Body positivity is a movement that advocates for acceptance of all body types in the fitness industry. It has grown increasingly popular over time as an effort to inspire people to appreciate their bodies no matter their size or shape.
Although the body positivity movement has been an empowering force for many people, it also comes with some drawbacks. One such issue is that marketers have taken this idea of body positivity and applied it to their products – leading to advertisements for weight-loss products and appetite suppressants which were never intended by the movement originally.
Many have declared body positive messaging unhealthy, as it may lead people to believe they aren’t overweight and need to lose weight. It also creates an atmosphere of inertia that prevents people from making healthy lifestyle changes. Ultimately, body positive messaging may leave people feeling trapped and discourage them from making changes for the better.

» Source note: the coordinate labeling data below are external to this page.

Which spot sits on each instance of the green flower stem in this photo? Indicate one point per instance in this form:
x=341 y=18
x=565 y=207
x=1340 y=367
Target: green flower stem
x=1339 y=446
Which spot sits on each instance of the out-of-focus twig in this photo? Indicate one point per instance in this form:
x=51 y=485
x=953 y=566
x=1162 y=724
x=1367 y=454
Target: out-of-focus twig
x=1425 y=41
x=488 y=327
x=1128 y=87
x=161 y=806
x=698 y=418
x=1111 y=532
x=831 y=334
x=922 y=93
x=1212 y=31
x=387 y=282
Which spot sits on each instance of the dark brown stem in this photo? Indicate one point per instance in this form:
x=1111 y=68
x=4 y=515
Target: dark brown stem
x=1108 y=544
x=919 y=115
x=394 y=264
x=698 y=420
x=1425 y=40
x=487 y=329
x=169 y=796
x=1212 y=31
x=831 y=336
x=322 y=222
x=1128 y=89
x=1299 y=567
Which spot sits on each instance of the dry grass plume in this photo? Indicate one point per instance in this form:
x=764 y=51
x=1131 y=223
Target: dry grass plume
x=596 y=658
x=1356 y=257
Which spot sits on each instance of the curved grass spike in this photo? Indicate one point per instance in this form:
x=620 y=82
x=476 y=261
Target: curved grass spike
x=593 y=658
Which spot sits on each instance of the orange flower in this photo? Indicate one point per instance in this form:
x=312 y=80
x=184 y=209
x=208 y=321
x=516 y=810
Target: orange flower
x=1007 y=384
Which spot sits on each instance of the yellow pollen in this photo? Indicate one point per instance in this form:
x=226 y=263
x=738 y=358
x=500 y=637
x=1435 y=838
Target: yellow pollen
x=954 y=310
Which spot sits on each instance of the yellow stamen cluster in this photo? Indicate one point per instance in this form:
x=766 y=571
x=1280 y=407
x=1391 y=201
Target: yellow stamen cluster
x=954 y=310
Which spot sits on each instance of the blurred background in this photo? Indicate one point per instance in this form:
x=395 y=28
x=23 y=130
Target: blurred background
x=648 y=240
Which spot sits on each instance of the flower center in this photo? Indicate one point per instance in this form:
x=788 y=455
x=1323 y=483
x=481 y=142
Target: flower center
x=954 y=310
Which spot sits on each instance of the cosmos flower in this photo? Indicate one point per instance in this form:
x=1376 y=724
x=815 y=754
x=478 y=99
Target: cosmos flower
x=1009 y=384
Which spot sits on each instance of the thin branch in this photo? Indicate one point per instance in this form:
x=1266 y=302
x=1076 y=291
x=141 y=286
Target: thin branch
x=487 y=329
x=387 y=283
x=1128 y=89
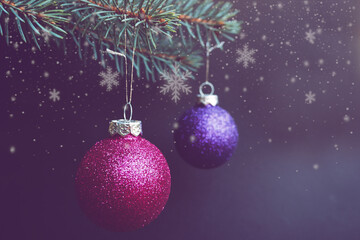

If you’re struggling with a negative body image or related health issue, seek treatment from a provider or therapist. There are many student health centers and on-campus counseling services that can provide assistance; additionally, you may be able to locate an online support network of people in your locality who will offer support as well.
Body positivity originated with radical fat activism of the 1960s. At this time, those from marginalized bodies such as Black and brown women, queer individuals, and disabled individuals began to speak out against societal anti-fat bias and fat stigma.
These activists fought against societal beauty standards and diet culture that can lead to a sense of unworthiness associated with weight loss diets. Ultimately, the body positivity movement brought awareness to mental health issues related to body image and eating disorders.
Nowadays, the movement is more geared towards social media than before and often features posts by relatively thin women encouraging their followers to embrace their bodies and learn to love their “flaws,” which wasn’t what its founders intended when they started the movement. As such, it can be confusing for some people.
Instructors can implement a number of strategies to make their group fitness environments more inclusive and supportive of members’ body images. Instructors should begin by evaluating the gym’s overall environment and paying special attention to how it is used; this has an immense effect on how members perceive themselves in the gym as well as the quality of interactions they have with others.
Instructors can use another strategy to help improve their groups’ body image by setting goals that give them control over their progress. These objectives, known as process or performance goals, usually consist of a series of actions that must be completed in order to reach the objective.
Instructors, students and members of communities alike must strive to cultivate a healthy and empowering relationship with their bodies. Fitness professionals have an opportunity to contribute to this change by creating check-ins that promote body positivity as well as helping clients create similar positive connections with their own bodies.